Таким образом, человек, не повышая голоса и имея обе руки свободными, будет распоряжаться работой крана. Кран будет слушаться только того человека, у которого находится ларингофон. Этот прибор, как известно, воспринимает звуки прямо от голосовых связок человека, и посторонние могут кричать и шуметь сколько угодно, ларингофон их не услышит.

Таким путем я убивал сразу двух зайцев. Во-первых, управляемые по радио краны позволят сократить число людей на стройке. Во-вторых, они намного ускорят работу.
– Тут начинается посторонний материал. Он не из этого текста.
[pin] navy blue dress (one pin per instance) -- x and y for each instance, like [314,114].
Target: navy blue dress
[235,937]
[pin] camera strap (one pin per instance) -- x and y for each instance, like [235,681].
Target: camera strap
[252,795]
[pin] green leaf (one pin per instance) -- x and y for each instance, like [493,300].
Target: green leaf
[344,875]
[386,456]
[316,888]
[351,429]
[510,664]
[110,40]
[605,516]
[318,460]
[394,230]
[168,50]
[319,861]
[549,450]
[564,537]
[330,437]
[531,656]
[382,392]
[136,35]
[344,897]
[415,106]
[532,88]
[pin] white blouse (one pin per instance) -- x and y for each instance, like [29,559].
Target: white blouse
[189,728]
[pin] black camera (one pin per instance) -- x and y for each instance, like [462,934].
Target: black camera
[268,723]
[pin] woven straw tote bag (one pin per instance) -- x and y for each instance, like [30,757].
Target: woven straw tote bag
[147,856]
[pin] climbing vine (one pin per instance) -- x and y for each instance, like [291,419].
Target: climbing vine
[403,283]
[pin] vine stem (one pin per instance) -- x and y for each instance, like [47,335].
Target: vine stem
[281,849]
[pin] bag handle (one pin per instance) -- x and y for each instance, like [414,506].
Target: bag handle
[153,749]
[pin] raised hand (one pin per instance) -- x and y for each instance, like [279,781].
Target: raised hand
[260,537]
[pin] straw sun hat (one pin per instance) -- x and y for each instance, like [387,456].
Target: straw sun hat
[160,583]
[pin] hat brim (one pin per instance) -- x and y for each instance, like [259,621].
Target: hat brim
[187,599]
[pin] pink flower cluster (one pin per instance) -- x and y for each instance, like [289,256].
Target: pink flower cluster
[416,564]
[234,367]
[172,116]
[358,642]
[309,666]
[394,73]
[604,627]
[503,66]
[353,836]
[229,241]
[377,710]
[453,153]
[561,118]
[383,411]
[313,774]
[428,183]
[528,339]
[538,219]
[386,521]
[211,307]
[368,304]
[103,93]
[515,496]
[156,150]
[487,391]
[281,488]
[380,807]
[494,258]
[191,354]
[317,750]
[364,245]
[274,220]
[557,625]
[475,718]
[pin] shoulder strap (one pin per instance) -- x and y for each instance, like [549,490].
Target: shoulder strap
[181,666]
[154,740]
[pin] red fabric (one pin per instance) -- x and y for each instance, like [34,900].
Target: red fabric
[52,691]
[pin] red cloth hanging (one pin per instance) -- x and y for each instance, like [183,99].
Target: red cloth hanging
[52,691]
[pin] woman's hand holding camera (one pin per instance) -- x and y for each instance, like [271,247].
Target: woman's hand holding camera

Ведь на переговоры сигнальщика с крановщиком затрачивается много драгоценного времени.

— Левей, еще левей! — кричит в микрофон или показывает рукой сигнальщик. — Еще чуть-чуть! Тише! Так! Нет — много. Давай назад: вправо. Еще немного. Хорош! Ниже теперь! Еще ниже! Легче. Стоп! Опусти кран, чтобы можно было отцепить плиту. Обожди минуту! Отцепили забирай крюк!

Куда быстрее и без лишних слов была бы поставлена плита на место, если бы крановщик стоял внизу и своими глазами видел, как плывет плита по воздуху и куда ее нужно положить. Отпадет уйма лишних перемещений то вправо, то влево, то вверх, то вниз, — вся эта напрасная суета.